I find it amazing that people continue to have the same reaction whenever markets go south. The tired photos of traders holding their heads in despair on newspaper front covers are recycled.
The usual suspects, with their previously discredited advice, are broadcast on financial T.V., screaming about buying gold and the Dow falling to 1,000. Twitter becomes an insane asylum where all the lunatics have escaped and people are trading their portfolios based on the ravings of madmen.
Call it Groundhog’s Day. Bill Murray is reliving the same day over and over. Think of Charlie Brown continuously listening to Lucy’s siren song and repeatedly falling on his ass whenever Lucy pulls the football away as he attempts to kick it.
This is what happens, over and over, when perfectly normal market downturns occur and people rush to liquidate their accounts. They never learn! It doesn’t matter that since 1928 stocks have been in at least a 10% draw down 55 percent of the time. This small fact be damned!

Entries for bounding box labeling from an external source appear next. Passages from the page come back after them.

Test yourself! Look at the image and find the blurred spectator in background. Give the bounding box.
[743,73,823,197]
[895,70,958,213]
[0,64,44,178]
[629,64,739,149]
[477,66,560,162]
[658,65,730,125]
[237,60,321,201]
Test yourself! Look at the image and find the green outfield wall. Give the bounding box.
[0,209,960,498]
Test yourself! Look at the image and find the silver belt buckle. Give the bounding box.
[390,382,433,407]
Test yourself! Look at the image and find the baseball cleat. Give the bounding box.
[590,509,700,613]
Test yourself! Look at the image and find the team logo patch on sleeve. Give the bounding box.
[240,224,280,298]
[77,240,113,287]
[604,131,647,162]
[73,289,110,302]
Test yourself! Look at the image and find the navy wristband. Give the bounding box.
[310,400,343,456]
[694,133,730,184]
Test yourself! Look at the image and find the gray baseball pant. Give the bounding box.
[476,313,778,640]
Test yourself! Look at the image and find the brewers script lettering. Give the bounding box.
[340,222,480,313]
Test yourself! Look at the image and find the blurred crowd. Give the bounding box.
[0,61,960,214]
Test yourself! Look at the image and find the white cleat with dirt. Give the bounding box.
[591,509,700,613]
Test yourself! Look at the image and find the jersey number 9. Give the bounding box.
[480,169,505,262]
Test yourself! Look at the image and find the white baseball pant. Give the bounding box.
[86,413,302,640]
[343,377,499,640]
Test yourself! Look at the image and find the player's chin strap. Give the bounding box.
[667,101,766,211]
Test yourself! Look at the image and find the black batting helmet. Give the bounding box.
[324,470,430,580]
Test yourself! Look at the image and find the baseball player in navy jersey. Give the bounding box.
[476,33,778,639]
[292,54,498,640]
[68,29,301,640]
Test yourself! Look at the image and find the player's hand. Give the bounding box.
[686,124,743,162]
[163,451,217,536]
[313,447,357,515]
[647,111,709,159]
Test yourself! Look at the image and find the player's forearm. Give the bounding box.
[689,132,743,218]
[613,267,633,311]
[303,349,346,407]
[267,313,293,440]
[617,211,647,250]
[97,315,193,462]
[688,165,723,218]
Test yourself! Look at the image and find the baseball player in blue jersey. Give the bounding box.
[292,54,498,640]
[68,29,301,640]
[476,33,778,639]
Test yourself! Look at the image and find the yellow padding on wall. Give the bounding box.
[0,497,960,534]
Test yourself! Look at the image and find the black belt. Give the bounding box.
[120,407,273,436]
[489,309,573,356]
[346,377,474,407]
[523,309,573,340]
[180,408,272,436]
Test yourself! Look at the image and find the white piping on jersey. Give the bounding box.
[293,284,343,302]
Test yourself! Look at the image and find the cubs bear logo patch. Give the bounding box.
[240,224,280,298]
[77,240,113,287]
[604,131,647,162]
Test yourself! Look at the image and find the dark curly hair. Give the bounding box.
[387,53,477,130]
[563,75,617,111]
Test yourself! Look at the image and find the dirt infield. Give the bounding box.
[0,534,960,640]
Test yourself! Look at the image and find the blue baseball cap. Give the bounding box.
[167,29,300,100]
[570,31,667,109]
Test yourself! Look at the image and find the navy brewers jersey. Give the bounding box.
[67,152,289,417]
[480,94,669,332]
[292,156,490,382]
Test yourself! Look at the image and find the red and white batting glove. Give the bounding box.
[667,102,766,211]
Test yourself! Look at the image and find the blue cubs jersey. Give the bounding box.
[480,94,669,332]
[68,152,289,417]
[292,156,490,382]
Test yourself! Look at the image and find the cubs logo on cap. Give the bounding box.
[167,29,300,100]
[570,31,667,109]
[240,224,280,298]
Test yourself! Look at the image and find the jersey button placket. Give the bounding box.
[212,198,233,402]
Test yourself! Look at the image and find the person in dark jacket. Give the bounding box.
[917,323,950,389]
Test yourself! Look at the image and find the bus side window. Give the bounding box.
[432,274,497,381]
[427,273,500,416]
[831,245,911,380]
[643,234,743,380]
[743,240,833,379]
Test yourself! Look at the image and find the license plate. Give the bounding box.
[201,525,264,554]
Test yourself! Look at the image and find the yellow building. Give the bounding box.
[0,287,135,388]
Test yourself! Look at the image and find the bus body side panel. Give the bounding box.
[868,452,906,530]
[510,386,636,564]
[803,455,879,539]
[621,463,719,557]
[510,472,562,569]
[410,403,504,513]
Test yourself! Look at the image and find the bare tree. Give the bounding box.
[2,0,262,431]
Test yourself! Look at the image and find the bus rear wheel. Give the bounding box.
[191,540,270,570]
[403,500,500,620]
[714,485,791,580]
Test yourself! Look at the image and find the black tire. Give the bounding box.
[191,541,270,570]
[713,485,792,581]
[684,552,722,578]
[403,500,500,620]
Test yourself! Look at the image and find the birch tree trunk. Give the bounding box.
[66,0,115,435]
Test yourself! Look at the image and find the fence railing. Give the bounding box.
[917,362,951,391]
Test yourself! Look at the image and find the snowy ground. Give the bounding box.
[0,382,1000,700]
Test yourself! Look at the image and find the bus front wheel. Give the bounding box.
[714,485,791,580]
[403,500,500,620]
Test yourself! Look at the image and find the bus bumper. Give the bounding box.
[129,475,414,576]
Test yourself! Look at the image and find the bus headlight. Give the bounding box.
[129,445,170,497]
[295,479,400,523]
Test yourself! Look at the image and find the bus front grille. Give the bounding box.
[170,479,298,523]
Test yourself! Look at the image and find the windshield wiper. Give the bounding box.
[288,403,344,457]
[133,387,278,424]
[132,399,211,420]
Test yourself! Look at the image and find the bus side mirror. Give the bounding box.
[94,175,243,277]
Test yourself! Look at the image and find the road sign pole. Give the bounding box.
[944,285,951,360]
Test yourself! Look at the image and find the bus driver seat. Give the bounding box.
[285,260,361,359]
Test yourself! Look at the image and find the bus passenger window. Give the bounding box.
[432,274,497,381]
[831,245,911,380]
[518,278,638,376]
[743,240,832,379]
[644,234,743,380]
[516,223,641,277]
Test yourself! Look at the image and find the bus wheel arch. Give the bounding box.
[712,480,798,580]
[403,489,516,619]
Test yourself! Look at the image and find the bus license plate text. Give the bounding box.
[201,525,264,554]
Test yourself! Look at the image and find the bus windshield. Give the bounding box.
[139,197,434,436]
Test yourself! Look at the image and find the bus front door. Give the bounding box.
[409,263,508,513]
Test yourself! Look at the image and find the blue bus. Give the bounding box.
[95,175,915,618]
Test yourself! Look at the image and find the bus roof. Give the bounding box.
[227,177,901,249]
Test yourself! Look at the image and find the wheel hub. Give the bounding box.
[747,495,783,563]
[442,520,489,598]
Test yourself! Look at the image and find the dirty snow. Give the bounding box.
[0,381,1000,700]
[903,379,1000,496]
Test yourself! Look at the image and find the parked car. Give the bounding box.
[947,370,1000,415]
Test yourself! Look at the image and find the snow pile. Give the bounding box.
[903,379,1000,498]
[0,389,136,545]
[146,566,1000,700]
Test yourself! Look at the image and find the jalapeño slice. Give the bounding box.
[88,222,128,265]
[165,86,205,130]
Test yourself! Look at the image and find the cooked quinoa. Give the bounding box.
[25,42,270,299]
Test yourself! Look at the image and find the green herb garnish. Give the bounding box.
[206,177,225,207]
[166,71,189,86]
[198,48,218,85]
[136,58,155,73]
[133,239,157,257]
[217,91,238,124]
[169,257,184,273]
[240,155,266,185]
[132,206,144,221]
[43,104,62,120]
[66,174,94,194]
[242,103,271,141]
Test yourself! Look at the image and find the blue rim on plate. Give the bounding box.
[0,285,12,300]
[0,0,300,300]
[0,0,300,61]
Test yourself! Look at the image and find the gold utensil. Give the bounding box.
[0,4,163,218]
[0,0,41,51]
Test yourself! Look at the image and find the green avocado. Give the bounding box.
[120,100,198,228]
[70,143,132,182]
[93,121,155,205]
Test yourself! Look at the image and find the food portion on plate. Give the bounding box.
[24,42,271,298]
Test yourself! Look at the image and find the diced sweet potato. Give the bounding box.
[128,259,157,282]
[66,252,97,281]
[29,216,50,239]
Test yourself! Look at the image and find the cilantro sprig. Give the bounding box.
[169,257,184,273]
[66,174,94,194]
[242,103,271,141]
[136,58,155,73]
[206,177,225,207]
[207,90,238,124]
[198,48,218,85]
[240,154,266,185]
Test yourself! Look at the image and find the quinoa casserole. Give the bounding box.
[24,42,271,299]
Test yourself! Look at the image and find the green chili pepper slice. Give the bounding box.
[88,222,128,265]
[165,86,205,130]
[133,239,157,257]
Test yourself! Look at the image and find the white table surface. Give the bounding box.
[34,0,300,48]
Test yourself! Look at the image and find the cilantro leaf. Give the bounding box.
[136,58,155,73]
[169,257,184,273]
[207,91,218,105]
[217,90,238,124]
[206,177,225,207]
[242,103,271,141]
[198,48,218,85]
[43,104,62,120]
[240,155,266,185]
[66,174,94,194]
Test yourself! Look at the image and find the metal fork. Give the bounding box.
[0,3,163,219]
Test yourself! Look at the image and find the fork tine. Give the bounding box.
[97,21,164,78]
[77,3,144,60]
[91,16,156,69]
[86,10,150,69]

The notion that markets correct between 8-20%, on average, pretty much every year and 20% or more every four to five years is thrown by the wayside.
“This is the ‘Big One’ and I am getting out before I lose everything.” This mantra is reinforced by the likes of CNBC who puts up graphics of “Markets in Turmoil” on days when stocks are not even trading!
It is also used by hucksters looking to sell products to “protect” you from losing all of your money. They fail to mention that the market goes up about two out of every three years, on average; betting against human progress is a loser’s game. Following the advice of understanding that a disproportionate of success comes from knowing what to avoid would be very welcome here.
Nassim Taleb wrote a book called Antifragile: Things That Gain from Disorder. Though I freely admit I do not understand most of what he says, and his complicated equations are way beyond my pay grade, this book was much easier to grasp.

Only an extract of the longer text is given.